Evidence leading to Mojaheed’s punishment
The International Crimes Tribunal cited several evidences in the death verdict it handed down to Ali Ahsan Mojaheed, the notorious al-Badr chief of 1971.
“We have also carefully considered accused’s position of authority through which he asserted his effective influence and control over the Al-Badar men and the Al-Badar headquarter in Dhaka city and also the mode of participation of the accused to the commission of crimes proved and the the gravity of offences,” the tribunal said.
“The fierceness of the event of the ‘intellectuals killing’ and the attack which was launched directing the unarmed civilians belonging to Hindu community causing numerous death, rape, persecution were grotesque and diabolical in nature and extremely detrimental to basic humanness.”
“The accused by his acts, conducts, inciting statement, and speech substantially encouraged and abetted the Al-Badar men the principal perpetrators of intellectuals killing [charge no.6] to further an organized plan and common purpose, by virtue of his substantial position of authority on Al-Badar force,” the verdict added.
It cited a report of The Daily Bhorer Kagoj, published on October 31, 2007, that quoted a April 24, 1971, article of The Daily Sangram where Mojahhed said his al-Badr force was the “angel of death”.
“Al-Badar is a name! A wonder! A-Badar is a commitment! Where there is the so called freedom fighter, there is the Al-Badar. Where there is the miscreant, there is the Al-Badar. Al-Badar is the Azrail [Angel of death] in presence to the ‘Indian agents’ or the ‘miscreants’,” the report said.
He was chairing a meeting of the then Jamaat and Islami Chhatra Sangha in Mymensingh.

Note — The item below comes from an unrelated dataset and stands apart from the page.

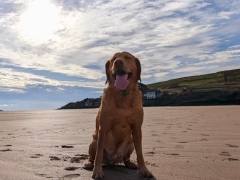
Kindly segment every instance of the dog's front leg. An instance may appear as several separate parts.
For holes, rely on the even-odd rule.
[[[94,161],[94,169],[92,177],[94,179],[104,178],[102,171],[102,160],[103,160],[103,149],[104,149],[104,139],[106,136],[106,127],[99,127],[98,131],[98,143],[97,143],[97,152]]]
[[[149,178],[153,177],[153,175],[147,169],[145,162],[144,162],[144,158],[143,158],[141,125],[133,126],[132,136],[133,136],[135,150],[137,153],[137,162],[138,162],[138,168],[139,168],[140,174],[144,177],[149,177]]]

In July 2013, the International Crimes Tribunal-2 sentenced the 67-year-old Jamaat-e-Islami secretary general to death, jailed him for life and sentenced him to five years in prison in five separate charges.
“The workers belonging to purely Islami Chatra Sangha were called Al-Badar, the general patriotic public belonging to Jamaat-e-Islami, Muslim League, Nizam-e-Islami etc were called Al-Shams and the Urdu-speaking generally known as Bihari were called al-Mujahid,” Mohi Uddin Chowdhury, a leader of peace committee, wrote in a book Sunset at Midday.
Accused Mujahid’s statement on “Daily Sangram” on October 15th ,1971 speaks that
“The youths of the Razakars and al-Badar forces and all other voluntary organizations have been working for the nation to protect it from the collaborators and agents of India. But, recently it was observed that a section of political leaders like ZA Bhutto, Kawsar Niazi, Mufti Mahmud and Asgar Khan have been making objectionable remarks about the patriots,” Mujahid’s statement was recorded on The Daily Sangram’s issue of October 15, 1971.
“Dressed in the black sweaters and khaki pants, members of the group, known as Al-Badar, rounded up their victims on the last three nights of the war………………………. Their goal, captured members have since said, was to wipe out all Bengali intellectuals who advocated independence from Pakistan and the creation of a secular, non-Moslem state………………If the war had not ended when it did, many Bengalis believe, Al-Badar would have succeeded. The bodies of 150 persons, many with their fingers chopped off or finger nails pulled out, were found in the brickyard. Hundreds more are believed buried in 20 mass graves nearby fields,” said a report by Fox Butterfield.
The atrocities committed during 1971 were recorded by a New York Times article, written by CL Sulzberger as: “Hiroshima and Nagasaki are vividly remembered by the mind’s eye primarily because of the novel means that brought holocaust to those cities. Statistically comparable disasters in Hamburg and Dresden are more easily forgotten; they were produced by what we already then conceived of as “conventional” methods. Against this background one must view the appalling catastrophe of East Pakistan whose scale is so immense that it exceeds the dolorimeter capacity by which human sympathy is measured. No one can hope to count the dead, wounded, missing, homeless or stricken whose number grows each day.”